La playa de estacionamiento sí se hace cargo ¡he dicho!

por

Pachi Tabera
31 años
Abogada
Delegada de la Asociación UCU Jujuy

#ConsumidoresInteligentes

Me cansé de ver en todas las playas de estacionamiento pagas de la ciudad que brilla un esplendoroso cartel en sus paredes que dicen cosas como “EN CASO DE ROBO O DAÑOS NO NOS HACEMOS RESPONSABLES”.

¿¿Keeeeehhh dice Señor??

He aquí una breve explicación de porqué ese cartel no nos significa nada a los consumidores y porqué Ud., señor usuario del servicio de estacionamiento, tiene TODO EL DERECHO a reclamar y demandar ante la justicia si su vehículo sufrió un daño durante la estadía en ese garaje.

 

La cocina
Imagen: Pexeles

Bien, vamos a usar algo crazy para comenzar a desempolvar el cerebro e interiorizar la lógica con la que se redacta el Derecho en general. Este ejercicio sirve para todo, por lo que no hay que ser un experto jurista para entender porqué tenemos este derecho a reclamar en primer lugar.
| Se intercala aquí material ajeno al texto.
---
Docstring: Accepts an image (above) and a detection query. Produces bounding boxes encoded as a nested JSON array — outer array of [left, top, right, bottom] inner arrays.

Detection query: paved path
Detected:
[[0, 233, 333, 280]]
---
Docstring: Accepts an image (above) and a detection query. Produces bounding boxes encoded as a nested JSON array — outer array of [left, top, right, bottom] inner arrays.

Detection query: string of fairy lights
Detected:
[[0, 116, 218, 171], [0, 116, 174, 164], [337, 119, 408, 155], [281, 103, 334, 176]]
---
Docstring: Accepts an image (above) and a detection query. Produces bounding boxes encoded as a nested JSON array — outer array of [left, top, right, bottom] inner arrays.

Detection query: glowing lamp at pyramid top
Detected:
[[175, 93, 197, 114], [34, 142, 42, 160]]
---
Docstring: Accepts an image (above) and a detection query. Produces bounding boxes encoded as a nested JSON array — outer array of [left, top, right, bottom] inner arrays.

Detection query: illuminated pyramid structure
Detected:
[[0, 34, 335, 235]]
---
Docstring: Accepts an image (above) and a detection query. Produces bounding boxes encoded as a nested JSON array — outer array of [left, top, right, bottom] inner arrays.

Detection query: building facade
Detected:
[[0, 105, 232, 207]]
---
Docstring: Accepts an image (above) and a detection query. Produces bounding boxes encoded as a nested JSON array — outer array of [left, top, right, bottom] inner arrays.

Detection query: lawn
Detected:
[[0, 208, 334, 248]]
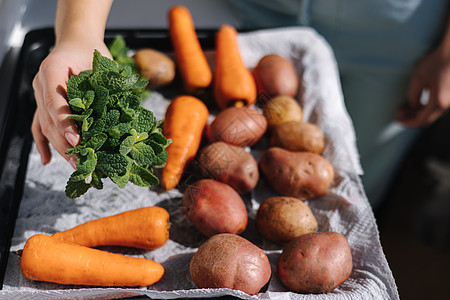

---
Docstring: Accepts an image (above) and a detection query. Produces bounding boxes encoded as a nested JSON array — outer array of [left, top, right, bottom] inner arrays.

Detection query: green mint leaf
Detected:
[[120, 66, 133, 78], [108, 123, 131, 139], [82, 119, 105, 139], [67, 75, 90, 100], [148, 132, 172, 148], [101, 137, 120, 152], [111, 172, 130, 189], [91, 171, 103, 190], [148, 140, 169, 168], [97, 151, 128, 177], [69, 98, 86, 112], [92, 50, 119, 73], [77, 148, 97, 174], [104, 109, 120, 130], [66, 46, 170, 198], [131, 108, 156, 132], [83, 90, 95, 108], [130, 142, 156, 166], [119, 135, 136, 155], [91, 86, 109, 118], [65, 172, 92, 199]]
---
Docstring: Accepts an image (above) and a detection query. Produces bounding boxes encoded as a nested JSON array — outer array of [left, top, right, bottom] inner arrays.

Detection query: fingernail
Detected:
[[64, 132, 78, 147], [69, 156, 77, 170]]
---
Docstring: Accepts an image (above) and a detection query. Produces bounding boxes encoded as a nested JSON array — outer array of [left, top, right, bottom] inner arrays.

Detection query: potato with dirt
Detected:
[[134, 48, 176, 90], [198, 142, 259, 194], [263, 96, 303, 129], [255, 197, 317, 244], [206, 107, 267, 147], [190, 233, 271, 295], [258, 147, 334, 200], [269, 121, 325, 154], [277, 231, 353, 294], [182, 179, 248, 236], [252, 54, 299, 98]]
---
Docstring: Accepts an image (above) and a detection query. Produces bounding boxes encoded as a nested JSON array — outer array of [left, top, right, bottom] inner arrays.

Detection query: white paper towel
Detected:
[[0, 27, 399, 300]]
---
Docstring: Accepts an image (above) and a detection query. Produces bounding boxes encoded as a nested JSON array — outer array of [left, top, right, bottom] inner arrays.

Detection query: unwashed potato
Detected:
[[206, 107, 267, 147], [270, 121, 325, 154], [182, 179, 248, 236], [252, 54, 299, 98], [190, 233, 271, 295], [259, 147, 334, 200], [199, 142, 259, 194], [255, 197, 317, 243], [277, 232, 353, 294], [134, 48, 175, 89], [263, 96, 303, 128]]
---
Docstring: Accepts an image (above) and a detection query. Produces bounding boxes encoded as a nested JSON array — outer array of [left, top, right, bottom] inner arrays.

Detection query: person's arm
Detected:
[[398, 14, 450, 127], [31, 0, 113, 168]]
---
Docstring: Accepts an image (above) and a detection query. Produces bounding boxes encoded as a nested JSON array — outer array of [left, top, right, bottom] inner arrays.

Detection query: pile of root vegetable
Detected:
[[21, 6, 352, 295]]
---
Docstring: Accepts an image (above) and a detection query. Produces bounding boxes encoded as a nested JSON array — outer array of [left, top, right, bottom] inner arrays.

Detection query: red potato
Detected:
[[199, 142, 259, 194], [277, 232, 353, 293], [206, 107, 267, 147], [183, 179, 248, 236], [259, 147, 334, 200], [190, 233, 271, 295], [252, 54, 299, 98]]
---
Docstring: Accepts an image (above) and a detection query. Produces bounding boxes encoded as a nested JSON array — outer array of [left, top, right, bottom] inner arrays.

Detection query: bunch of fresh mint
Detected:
[[65, 50, 170, 198]]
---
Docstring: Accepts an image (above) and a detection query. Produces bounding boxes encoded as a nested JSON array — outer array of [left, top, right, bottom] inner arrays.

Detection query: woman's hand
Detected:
[[31, 41, 111, 168], [31, 0, 113, 168]]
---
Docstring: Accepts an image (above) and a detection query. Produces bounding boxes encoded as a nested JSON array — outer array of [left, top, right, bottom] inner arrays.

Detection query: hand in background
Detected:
[[398, 46, 450, 127]]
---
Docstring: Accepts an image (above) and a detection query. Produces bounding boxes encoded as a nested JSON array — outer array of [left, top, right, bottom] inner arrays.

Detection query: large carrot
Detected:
[[161, 95, 209, 190], [214, 25, 257, 109], [168, 5, 213, 96], [20, 234, 164, 286], [53, 206, 170, 250]]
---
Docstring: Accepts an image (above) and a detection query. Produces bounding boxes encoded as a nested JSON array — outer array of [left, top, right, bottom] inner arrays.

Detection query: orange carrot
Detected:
[[168, 5, 212, 96], [161, 95, 209, 190], [52, 206, 170, 250], [20, 234, 164, 286], [214, 25, 256, 109]]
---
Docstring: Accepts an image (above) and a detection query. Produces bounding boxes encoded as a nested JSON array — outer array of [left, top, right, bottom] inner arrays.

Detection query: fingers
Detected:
[[32, 59, 80, 166], [31, 112, 52, 165], [398, 91, 450, 127]]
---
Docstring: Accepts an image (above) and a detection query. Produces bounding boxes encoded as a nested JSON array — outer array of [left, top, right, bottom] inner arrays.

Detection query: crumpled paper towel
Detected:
[[0, 27, 399, 300]]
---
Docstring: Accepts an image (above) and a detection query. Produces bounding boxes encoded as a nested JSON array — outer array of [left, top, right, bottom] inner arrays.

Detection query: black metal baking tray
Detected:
[[0, 28, 216, 287]]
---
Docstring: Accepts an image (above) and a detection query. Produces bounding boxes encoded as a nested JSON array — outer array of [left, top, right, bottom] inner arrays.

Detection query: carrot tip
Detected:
[[231, 100, 247, 107]]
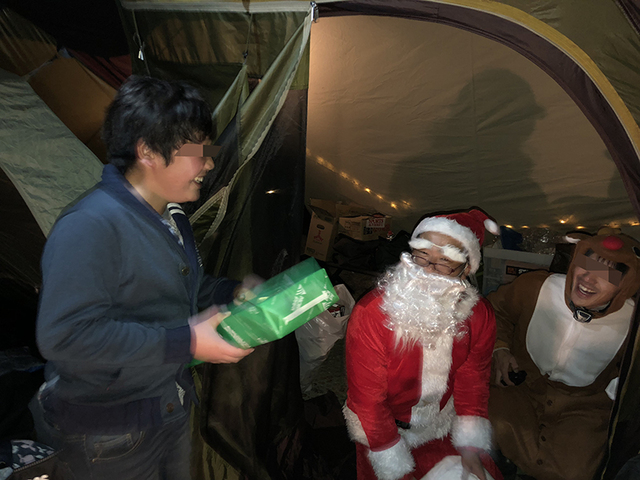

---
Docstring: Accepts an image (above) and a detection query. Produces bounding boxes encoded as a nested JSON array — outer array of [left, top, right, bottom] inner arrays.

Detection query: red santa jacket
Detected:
[[344, 291, 496, 477]]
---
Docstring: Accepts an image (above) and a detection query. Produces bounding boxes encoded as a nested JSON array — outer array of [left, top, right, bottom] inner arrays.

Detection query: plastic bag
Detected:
[[296, 285, 356, 391], [218, 258, 338, 348]]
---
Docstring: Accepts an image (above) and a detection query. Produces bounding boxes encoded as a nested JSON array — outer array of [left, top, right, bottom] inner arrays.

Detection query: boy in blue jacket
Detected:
[[34, 77, 252, 480]]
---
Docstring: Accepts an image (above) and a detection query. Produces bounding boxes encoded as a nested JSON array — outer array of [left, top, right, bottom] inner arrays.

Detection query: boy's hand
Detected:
[[189, 306, 254, 363]]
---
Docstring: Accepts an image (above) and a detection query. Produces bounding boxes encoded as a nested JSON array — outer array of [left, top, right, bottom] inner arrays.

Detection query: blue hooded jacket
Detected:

Como primer punto tenemos que entender que el servicio de playa de estacionamiento es un negocio, y por tal, no hay que dejar de ver que el comerciante que decidió ponerla no lo hizo por amor a la Patria sino con el fin de lucrar proveyendo un servicio.

En segundo lugar, entendamos porqué un cristiano cualquiera como vos y yo contratamos una playa de estacionamiento para dejar nuestro auto. Pueden ser varios los motivos: para que no se lo lleve la grúa, para que no se ensucie porque va a llover, para que esté bajo techo al resguardo de las inclemencias del clima, para que no lo rayen, para que no lo choquen, para que no lo roben, etc. El común denominador entre todos estos motivos es en definitiva querer cuidar nuestro preciado carro.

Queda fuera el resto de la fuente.